A wild man without sandals. Matted hair. Dirty face. He kissed her on the mouth, a cousin, son of their aunt, who had watered sheep and goats for her and told off the ruffians at the well.

"What are you babbling?" demanded her father, Laban. "Who is come to the well? Who attends him? How many bags does he carry?"

"He is going to marry me," said Rachel matter-of-factly, once she had caught her breath. "He says I am for him and that he would marry me tomorrow, if he could. He's coming to ask you."

Leah scowled at this announcement. "Marry you?" she said, crossing her arms and throwing back her shoulders. "You won't be marriageable for another year," said the older girl, who, though only a few years older than Rachel, already acted as head woman of her father's small holdings. The fourteen-year-old mistress of Laban's house liked to take a haughty, maternal tone with her sister. "What's all this? And how did he come to kiss you?" This was a terrible breach of custom - even if he was a cousin and even though Rachel was young enough to be treated as a child.

Rachel stuck out her lower lip in a pout that would have been childlike only a few hours earlier. Something had happened since she opened her eyes that morning, when the most pressing matter on her mind had been to find the place where Leah hid her honey. Leah, that donkey, would never share it with her, but hoarded it for guests, giving tastes to pathetic little Bilhah and no one else.

All Rachel could think of now was the shaggy stranger whose eyes had met hers with a shock of recognition that had rattled her to the bone.

Rachel knew what Leah meant, but the fact that she had not yet begun to bleed meant nothing to her now. And her cheeks burned.

"What's this?" said Leah, suddenly amused. "She is smitten. Look at her," she said. "Have you ever seen the girl blush before?"

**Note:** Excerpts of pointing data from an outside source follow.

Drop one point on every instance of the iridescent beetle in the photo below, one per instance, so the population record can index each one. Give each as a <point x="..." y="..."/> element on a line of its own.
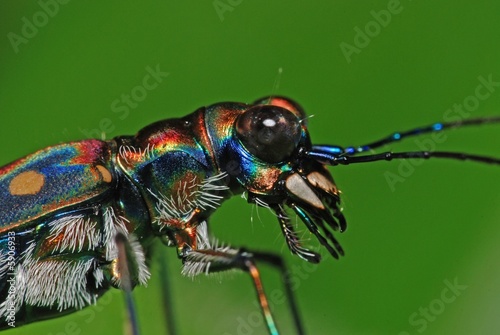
<point x="79" y="218"/>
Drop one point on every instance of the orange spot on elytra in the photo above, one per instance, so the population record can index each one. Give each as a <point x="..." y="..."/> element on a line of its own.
<point x="27" y="183"/>
<point x="106" y="175"/>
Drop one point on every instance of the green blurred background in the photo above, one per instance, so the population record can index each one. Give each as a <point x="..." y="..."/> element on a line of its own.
<point x="58" y="82"/>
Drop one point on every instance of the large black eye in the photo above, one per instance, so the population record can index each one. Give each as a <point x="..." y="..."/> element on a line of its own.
<point x="268" y="132"/>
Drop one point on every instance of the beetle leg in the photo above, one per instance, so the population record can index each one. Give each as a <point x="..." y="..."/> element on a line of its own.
<point x="226" y="258"/>
<point x="125" y="281"/>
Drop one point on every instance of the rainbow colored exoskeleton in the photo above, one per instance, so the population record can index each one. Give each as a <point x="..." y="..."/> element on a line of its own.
<point x="79" y="218"/>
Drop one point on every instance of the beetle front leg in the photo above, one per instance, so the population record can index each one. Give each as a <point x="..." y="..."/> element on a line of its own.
<point x="227" y="258"/>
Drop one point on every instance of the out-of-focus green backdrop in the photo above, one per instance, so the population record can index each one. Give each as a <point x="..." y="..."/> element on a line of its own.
<point x="363" y="69"/>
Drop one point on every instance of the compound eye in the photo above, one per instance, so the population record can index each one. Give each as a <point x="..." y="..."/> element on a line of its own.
<point x="270" y="133"/>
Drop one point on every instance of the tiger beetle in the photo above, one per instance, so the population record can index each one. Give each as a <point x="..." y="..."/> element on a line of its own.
<point x="79" y="218"/>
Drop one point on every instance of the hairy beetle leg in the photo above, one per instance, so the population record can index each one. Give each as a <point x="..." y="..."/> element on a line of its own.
<point x="226" y="258"/>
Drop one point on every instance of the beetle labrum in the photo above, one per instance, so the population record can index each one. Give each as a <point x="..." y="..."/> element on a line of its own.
<point x="79" y="218"/>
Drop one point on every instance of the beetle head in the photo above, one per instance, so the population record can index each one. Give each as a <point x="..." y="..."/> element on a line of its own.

"What did he do to you?" asked Laban, growling like a dog who senses an intruder near his herd. He clenched his fists and beetled his brow and turned his full attention to Rachel, the daughter he had never once hit, the daughter whom he rarely looked at full in the face. She had frightened him from her birth - a tearing, violent entry that had killed her mother. When the baby finally emerged, the women were shocked to see that it was such a small one - a girl at that - who had caused so many days of trouble, costing her mother so much blood and finally her life.